What once looked unpolished is now shaping brand identities, streetwear lines, packaging, and digital aesthetics everywhere. Why does it work? Because it feels human and connects through emotion. It’s spontaneous, approachable, and full of warmth. Jolene Bakery’s charming identity and Harriet Richardson’s collaboration with F37 Foundry, drawing from her own teenage notebooks, playfully prove that growing up is a bit overrated.
5. Playful boldness
After a decade of minimalism and muted palettes ruling the scene, designers are finally breaking free from the beige. The neutral, samey look is out, and bold colours are in. From food to tech, brands are ditching restraint and going loud, saturated, and unapologetically fun.

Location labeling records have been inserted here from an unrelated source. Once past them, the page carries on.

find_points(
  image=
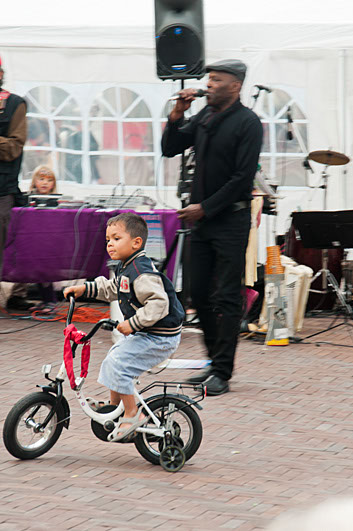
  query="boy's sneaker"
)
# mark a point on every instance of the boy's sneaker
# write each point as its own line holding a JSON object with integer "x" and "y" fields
{"x": 201, "y": 377}
{"x": 44, "y": 308}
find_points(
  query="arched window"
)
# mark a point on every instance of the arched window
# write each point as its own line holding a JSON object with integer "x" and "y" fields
{"x": 54, "y": 133}
{"x": 285, "y": 143}
{"x": 121, "y": 139}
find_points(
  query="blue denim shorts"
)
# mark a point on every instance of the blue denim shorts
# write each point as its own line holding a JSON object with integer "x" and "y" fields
{"x": 133, "y": 355}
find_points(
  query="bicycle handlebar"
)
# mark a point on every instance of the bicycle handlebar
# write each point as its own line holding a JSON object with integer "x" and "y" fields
{"x": 108, "y": 324}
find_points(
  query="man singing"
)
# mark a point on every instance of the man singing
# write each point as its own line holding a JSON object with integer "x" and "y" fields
{"x": 227, "y": 138}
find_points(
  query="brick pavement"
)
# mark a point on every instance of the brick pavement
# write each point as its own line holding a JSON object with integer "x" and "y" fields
{"x": 282, "y": 438}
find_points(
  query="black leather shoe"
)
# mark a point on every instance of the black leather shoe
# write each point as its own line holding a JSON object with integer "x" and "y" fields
{"x": 201, "y": 377}
{"x": 216, "y": 386}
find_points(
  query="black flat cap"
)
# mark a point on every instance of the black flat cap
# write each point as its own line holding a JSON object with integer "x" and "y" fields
{"x": 231, "y": 66}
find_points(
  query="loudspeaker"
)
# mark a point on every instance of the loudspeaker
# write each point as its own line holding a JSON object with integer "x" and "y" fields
{"x": 179, "y": 32}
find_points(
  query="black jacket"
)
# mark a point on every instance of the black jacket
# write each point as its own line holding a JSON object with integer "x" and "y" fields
{"x": 9, "y": 170}
{"x": 227, "y": 147}
{"x": 146, "y": 297}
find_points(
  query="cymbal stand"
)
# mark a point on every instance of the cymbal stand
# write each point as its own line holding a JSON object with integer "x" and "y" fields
{"x": 324, "y": 271}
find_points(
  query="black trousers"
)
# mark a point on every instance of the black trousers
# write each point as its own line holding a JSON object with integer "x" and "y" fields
{"x": 218, "y": 249}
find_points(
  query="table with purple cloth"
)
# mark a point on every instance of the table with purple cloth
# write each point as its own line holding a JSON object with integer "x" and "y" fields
{"x": 50, "y": 245}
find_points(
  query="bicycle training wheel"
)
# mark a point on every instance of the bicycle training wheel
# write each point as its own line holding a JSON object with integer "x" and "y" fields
{"x": 21, "y": 435}
{"x": 186, "y": 430}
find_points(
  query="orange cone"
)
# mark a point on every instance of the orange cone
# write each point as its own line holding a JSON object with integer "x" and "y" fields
{"x": 277, "y": 332}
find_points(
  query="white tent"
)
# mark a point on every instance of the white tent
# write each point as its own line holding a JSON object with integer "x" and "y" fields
{"x": 309, "y": 68}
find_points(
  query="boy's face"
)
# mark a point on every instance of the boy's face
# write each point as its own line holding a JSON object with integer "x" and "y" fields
{"x": 44, "y": 183}
{"x": 120, "y": 245}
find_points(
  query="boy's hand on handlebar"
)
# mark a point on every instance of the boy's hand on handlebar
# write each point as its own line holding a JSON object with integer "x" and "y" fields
{"x": 77, "y": 291}
{"x": 125, "y": 328}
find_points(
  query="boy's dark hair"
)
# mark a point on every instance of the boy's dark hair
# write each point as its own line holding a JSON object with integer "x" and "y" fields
{"x": 135, "y": 225}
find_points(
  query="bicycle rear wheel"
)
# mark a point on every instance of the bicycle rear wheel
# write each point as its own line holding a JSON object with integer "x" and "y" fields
{"x": 21, "y": 435}
{"x": 186, "y": 429}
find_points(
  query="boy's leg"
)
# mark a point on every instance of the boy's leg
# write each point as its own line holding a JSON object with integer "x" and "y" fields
{"x": 115, "y": 398}
{"x": 128, "y": 359}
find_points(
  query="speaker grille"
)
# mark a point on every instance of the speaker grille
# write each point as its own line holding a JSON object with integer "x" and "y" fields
{"x": 179, "y": 53}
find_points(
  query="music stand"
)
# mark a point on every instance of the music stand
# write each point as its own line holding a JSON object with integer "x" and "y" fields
{"x": 325, "y": 230}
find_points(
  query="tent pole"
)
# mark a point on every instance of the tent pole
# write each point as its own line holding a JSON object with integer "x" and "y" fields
{"x": 342, "y": 123}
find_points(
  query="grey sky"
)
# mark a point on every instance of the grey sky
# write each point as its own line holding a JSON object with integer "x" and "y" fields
{"x": 141, "y": 12}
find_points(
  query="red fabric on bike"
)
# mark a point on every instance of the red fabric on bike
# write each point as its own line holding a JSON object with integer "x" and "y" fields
{"x": 72, "y": 334}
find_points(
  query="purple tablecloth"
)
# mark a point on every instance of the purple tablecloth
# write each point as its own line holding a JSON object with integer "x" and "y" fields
{"x": 62, "y": 244}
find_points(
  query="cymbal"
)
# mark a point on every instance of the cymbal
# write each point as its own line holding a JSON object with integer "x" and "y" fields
{"x": 329, "y": 158}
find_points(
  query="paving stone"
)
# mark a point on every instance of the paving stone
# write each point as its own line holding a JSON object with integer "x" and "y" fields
{"x": 281, "y": 439}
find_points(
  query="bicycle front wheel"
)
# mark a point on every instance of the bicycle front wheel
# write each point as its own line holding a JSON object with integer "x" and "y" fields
{"x": 21, "y": 435}
{"x": 186, "y": 429}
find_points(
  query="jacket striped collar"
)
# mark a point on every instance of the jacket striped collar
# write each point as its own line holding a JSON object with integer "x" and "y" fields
{"x": 131, "y": 258}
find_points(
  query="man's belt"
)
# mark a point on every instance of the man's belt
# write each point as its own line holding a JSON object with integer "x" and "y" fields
{"x": 239, "y": 205}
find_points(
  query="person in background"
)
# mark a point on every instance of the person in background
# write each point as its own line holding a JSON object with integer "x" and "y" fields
{"x": 44, "y": 182}
{"x": 227, "y": 138}
{"x": 13, "y": 133}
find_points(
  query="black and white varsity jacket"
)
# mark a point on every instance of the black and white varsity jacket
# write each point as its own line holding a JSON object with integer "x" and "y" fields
{"x": 146, "y": 297}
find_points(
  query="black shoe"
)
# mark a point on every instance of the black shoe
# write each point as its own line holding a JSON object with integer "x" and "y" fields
{"x": 216, "y": 386}
{"x": 201, "y": 377}
{"x": 18, "y": 303}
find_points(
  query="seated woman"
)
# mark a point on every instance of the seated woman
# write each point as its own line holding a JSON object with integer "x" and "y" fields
{"x": 44, "y": 183}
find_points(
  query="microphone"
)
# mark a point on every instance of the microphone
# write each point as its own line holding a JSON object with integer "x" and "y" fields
{"x": 198, "y": 94}
{"x": 262, "y": 87}
{"x": 307, "y": 166}
{"x": 289, "y": 124}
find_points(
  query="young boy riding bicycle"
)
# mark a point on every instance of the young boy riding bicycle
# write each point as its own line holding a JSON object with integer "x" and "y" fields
{"x": 152, "y": 312}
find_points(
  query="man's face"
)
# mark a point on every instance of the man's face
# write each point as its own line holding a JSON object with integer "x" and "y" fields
{"x": 222, "y": 88}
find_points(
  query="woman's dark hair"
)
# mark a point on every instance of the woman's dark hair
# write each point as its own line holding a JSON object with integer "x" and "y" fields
{"x": 135, "y": 225}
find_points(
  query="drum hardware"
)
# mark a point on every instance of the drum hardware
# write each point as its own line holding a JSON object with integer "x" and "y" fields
{"x": 327, "y": 230}
{"x": 328, "y": 158}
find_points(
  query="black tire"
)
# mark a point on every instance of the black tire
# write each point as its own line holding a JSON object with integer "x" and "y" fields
{"x": 20, "y": 439}
{"x": 187, "y": 429}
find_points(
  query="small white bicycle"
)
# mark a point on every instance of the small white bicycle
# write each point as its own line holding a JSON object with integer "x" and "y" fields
{"x": 170, "y": 436}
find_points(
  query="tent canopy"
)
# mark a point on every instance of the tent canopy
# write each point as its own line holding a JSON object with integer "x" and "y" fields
{"x": 312, "y": 64}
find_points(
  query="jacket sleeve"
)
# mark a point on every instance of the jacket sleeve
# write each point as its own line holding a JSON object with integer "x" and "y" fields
{"x": 11, "y": 146}
{"x": 150, "y": 292}
{"x": 103, "y": 289}
{"x": 178, "y": 136}
{"x": 246, "y": 160}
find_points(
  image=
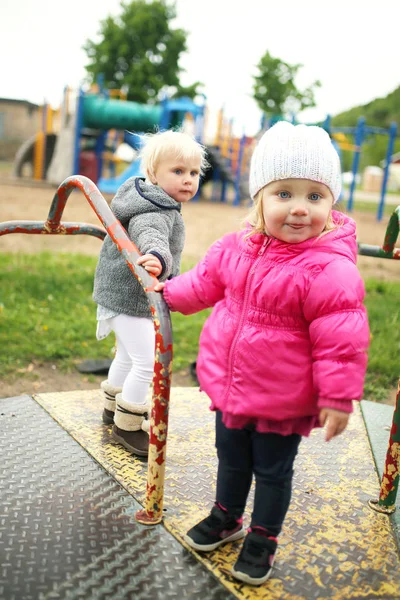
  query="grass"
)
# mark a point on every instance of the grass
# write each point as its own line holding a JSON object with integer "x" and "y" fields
{"x": 47, "y": 314}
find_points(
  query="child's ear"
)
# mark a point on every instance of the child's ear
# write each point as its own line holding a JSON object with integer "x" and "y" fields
{"x": 152, "y": 178}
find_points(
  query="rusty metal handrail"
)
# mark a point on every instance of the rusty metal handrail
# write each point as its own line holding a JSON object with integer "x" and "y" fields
{"x": 153, "y": 510}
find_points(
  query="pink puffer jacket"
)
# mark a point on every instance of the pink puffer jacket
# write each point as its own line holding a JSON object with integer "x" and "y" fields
{"x": 288, "y": 334}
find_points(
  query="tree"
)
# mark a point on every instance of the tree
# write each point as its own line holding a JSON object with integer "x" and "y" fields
{"x": 139, "y": 51}
{"x": 275, "y": 90}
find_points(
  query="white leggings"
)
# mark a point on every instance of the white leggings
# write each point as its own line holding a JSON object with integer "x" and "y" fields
{"x": 133, "y": 364}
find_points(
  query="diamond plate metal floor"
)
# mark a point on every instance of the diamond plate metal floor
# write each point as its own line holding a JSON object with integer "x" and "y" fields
{"x": 67, "y": 528}
{"x": 332, "y": 546}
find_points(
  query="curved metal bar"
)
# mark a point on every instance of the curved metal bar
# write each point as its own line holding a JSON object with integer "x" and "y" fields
{"x": 153, "y": 510}
{"x": 387, "y": 250}
{"x": 41, "y": 227}
{"x": 152, "y": 513}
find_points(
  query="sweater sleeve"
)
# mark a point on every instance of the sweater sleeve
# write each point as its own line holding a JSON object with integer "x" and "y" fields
{"x": 150, "y": 232}
{"x": 339, "y": 335}
{"x": 199, "y": 288}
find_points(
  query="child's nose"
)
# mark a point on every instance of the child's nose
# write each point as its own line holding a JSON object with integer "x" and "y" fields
{"x": 299, "y": 208}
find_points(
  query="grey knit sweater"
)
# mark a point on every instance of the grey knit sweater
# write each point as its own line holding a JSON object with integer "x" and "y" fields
{"x": 154, "y": 223}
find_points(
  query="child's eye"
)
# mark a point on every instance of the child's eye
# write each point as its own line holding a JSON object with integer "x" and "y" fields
{"x": 315, "y": 197}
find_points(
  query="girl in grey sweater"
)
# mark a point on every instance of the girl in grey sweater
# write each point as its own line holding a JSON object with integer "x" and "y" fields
{"x": 150, "y": 211}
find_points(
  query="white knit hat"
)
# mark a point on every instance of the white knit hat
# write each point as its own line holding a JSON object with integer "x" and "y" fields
{"x": 289, "y": 151}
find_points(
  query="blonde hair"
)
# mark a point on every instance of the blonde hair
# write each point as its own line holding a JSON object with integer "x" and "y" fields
{"x": 255, "y": 218}
{"x": 166, "y": 144}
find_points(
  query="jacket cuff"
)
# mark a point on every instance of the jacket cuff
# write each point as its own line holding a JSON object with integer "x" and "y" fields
{"x": 162, "y": 261}
{"x": 342, "y": 405}
{"x": 166, "y": 296}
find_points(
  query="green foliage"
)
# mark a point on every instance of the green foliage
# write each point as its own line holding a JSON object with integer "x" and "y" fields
{"x": 47, "y": 314}
{"x": 275, "y": 90}
{"x": 139, "y": 51}
{"x": 381, "y": 112}
{"x": 382, "y": 302}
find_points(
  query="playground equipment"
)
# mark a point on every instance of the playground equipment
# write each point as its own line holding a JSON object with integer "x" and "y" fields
{"x": 95, "y": 545}
{"x": 359, "y": 133}
{"x": 162, "y": 323}
{"x": 230, "y": 159}
{"x": 91, "y": 127}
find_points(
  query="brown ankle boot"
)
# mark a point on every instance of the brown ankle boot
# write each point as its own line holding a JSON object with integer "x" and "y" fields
{"x": 109, "y": 393}
{"x": 127, "y": 430}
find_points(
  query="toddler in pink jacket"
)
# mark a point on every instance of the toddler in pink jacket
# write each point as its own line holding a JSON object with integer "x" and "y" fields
{"x": 285, "y": 348}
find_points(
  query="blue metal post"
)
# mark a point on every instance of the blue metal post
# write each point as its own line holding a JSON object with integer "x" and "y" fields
{"x": 236, "y": 200}
{"x": 78, "y": 129}
{"x": 392, "y": 137}
{"x": 359, "y": 137}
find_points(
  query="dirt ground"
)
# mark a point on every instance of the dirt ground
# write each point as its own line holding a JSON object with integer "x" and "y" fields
{"x": 205, "y": 222}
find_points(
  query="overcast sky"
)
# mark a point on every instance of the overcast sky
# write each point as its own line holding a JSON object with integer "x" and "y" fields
{"x": 351, "y": 46}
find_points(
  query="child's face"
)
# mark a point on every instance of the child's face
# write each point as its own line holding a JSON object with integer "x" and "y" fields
{"x": 296, "y": 210}
{"x": 179, "y": 178}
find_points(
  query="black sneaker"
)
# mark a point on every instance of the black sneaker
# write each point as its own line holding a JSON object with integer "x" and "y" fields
{"x": 216, "y": 529}
{"x": 256, "y": 558}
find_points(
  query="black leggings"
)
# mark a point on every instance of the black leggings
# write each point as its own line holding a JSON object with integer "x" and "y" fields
{"x": 270, "y": 456}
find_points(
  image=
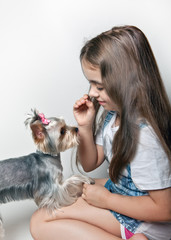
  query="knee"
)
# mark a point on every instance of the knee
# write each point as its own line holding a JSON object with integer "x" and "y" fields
{"x": 35, "y": 225}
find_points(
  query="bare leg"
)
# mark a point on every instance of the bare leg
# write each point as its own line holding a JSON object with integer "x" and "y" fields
{"x": 75, "y": 230}
{"x": 79, "y": 219}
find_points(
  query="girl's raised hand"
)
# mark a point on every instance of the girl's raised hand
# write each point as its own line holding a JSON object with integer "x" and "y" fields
{"x": 84, "y": 111}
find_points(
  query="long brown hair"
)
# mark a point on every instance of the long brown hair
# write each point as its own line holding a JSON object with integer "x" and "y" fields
{"x": 131, "y": 78}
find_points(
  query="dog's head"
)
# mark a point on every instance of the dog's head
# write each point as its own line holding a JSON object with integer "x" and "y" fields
{"x": 51, "y": 135}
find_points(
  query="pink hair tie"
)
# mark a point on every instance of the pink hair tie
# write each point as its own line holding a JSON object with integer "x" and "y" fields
{"x": 43, "y": 119}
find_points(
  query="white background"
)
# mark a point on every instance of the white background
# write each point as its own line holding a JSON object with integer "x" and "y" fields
{"x": 40, "y": 42}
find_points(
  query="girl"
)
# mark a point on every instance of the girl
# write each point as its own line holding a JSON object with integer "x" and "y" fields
{"x": 134, "y": 137}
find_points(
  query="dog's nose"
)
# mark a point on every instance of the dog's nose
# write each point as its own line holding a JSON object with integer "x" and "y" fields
{"x": 76, "y": 129}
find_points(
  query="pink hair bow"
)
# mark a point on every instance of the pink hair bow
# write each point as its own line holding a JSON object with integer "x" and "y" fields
{"x": 43, "y": 119}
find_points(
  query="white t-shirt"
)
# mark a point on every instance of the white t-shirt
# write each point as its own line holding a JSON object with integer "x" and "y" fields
{"x": 150, "y": 168}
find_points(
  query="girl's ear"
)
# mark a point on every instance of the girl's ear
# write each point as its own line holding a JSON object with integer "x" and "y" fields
{"x": 38, "y": 132}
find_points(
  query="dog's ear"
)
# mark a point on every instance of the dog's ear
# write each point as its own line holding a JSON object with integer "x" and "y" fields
{"x": 38, "y": 132}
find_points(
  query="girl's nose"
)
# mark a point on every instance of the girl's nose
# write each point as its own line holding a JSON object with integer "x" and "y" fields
{"x": 93, "y": 92}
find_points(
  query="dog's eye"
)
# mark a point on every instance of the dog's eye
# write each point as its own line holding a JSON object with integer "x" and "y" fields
{"x": 63, "y": 131}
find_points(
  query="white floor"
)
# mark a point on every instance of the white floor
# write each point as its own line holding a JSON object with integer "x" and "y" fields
{"x": 16, "y": 219}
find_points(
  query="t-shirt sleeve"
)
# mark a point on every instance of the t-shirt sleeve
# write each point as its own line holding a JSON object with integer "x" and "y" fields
{"x": 151, "y": 168}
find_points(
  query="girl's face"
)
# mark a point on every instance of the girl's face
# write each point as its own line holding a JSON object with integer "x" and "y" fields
{"x": 97, "y": 90}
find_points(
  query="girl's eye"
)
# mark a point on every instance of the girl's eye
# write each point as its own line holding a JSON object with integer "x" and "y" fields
{"x": 63, "y": 131}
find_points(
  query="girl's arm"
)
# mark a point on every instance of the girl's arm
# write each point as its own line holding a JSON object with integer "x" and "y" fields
{"x": 90, "y": 154}
{"x": 154, "y": 207}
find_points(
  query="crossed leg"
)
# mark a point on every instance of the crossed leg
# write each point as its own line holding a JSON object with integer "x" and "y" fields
{"x": 75, "y": 222}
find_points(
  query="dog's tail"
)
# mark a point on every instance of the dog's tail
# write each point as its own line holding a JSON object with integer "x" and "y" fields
{"x": 2, "y": 232}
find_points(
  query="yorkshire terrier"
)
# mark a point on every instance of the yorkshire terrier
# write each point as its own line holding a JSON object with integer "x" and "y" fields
{"x": 39, "y": 175}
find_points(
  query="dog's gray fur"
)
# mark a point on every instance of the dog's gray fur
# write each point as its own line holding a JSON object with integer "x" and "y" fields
{"x": 39, "y": 175}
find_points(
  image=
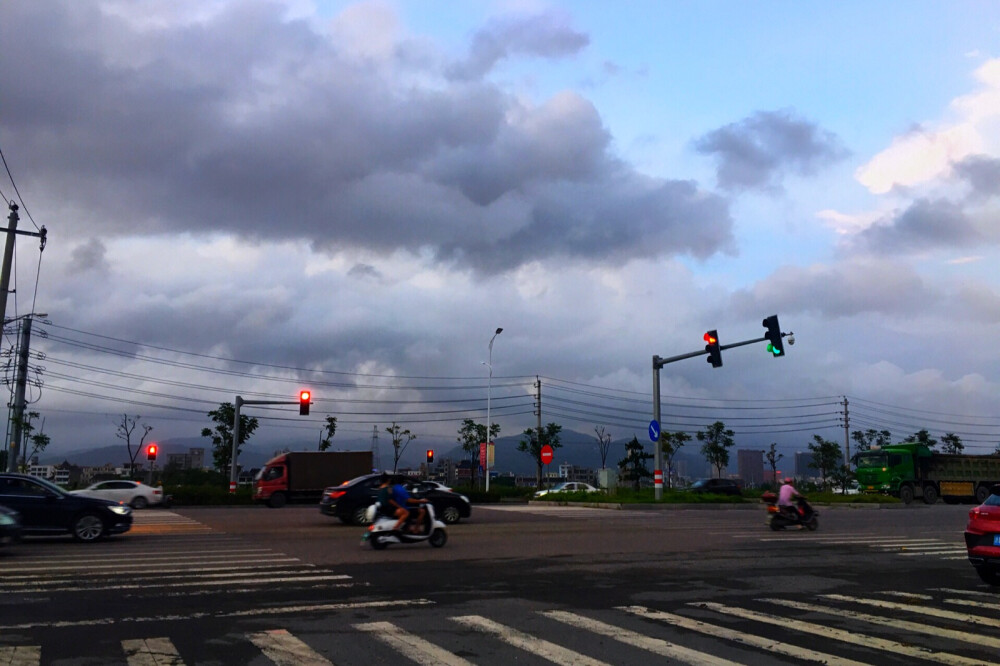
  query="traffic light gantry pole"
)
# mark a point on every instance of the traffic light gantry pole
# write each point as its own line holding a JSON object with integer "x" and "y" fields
{"x": 305, "y": 399}
{"x": 713, "y": 350}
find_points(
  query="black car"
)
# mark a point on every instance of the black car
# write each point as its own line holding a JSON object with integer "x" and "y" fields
{"x": 45, "y": 508}
{"x": 716, "y": 487}
{"x": 351, "y": 499}
{"x": 10, "y": 526}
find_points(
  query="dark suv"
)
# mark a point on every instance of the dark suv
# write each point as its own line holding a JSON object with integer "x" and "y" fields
{"x": 716, "y": 487}
{"x": 46, "y": 508}
{"x": 351, "y": 499}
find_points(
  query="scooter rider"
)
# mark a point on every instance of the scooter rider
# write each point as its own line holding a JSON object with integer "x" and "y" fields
{"x": 785, "y": 495}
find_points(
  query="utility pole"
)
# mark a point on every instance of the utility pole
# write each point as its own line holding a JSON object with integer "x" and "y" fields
{"x": 847, "y": 435}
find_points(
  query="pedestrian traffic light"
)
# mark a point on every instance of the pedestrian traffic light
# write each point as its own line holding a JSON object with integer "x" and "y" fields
{"x": 713, "y": 349}
{"x": 773, "y": 335}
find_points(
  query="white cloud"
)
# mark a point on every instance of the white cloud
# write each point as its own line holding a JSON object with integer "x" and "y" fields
{"x": 928, "y": 152}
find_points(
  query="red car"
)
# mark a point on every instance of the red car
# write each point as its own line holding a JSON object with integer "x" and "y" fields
{"x": 982, "y": 538}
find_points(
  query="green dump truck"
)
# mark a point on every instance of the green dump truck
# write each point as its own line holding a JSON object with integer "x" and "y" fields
{"x": 912, "y": 470}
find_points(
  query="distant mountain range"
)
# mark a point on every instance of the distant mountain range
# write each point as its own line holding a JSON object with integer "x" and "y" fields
{"x": 577, "y": 449}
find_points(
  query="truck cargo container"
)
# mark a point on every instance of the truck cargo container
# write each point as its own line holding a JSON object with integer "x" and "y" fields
{"x": 302, "y": 475}
{"x": 913, "y": 470}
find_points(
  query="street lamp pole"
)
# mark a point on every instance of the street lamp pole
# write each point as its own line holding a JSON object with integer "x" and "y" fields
{"x": 489, "y": 392}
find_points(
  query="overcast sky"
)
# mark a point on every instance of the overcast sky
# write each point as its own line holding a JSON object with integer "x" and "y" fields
{"x": 247, "y": 197}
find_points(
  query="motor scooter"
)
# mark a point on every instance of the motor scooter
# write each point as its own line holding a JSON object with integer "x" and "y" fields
{"x": 382, "y": 530}
{"x": 802, "y": 515}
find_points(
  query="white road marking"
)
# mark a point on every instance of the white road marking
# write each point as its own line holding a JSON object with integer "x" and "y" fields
{"x": 906, "y": 625}
{"x": 286, "y": 650}
{"x": 752, "y": 640}
{"x": 923, "y": 610}
{"x": 852, "y": 637}
{"x": 536, "y": 646}
{"x": 413, "y": 647}
{"x": 635, "y": 639}
{"x": 151, "y": 652}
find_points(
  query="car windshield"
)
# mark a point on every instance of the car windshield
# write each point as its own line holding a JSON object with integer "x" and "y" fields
{"x": 872, "y": 459}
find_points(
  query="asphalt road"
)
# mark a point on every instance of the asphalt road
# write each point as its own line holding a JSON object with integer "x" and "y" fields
{"x": 526, "y": 584}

And honestly? It makes sense. In a pretty gloomy, chaotic era, people are craving positivity, warmth, and anything that sparks a little joy. Consumers want work that feels alive, something colourful, human, and emotionally uplifting.
This trend embraces absurdity with a wink: emojis, quirky illustrations, and pop-culture nods. Mix in daring colour palettes, vibrant gradients, saturated imagery, clashing patterns, and bold fonts that shouldn’t work together (but somehow do), and you get a visual mood booster that’s impossible to ignore.
It’s messy, daring, a celebration of “too much” in the best possible way. Because in a world of beige, the future belongs to those who show up in colour. Just look at Fluz by Koto, a brand identity that turns saturation, playfulness, and graphic chaos into a full-blown statement of joy.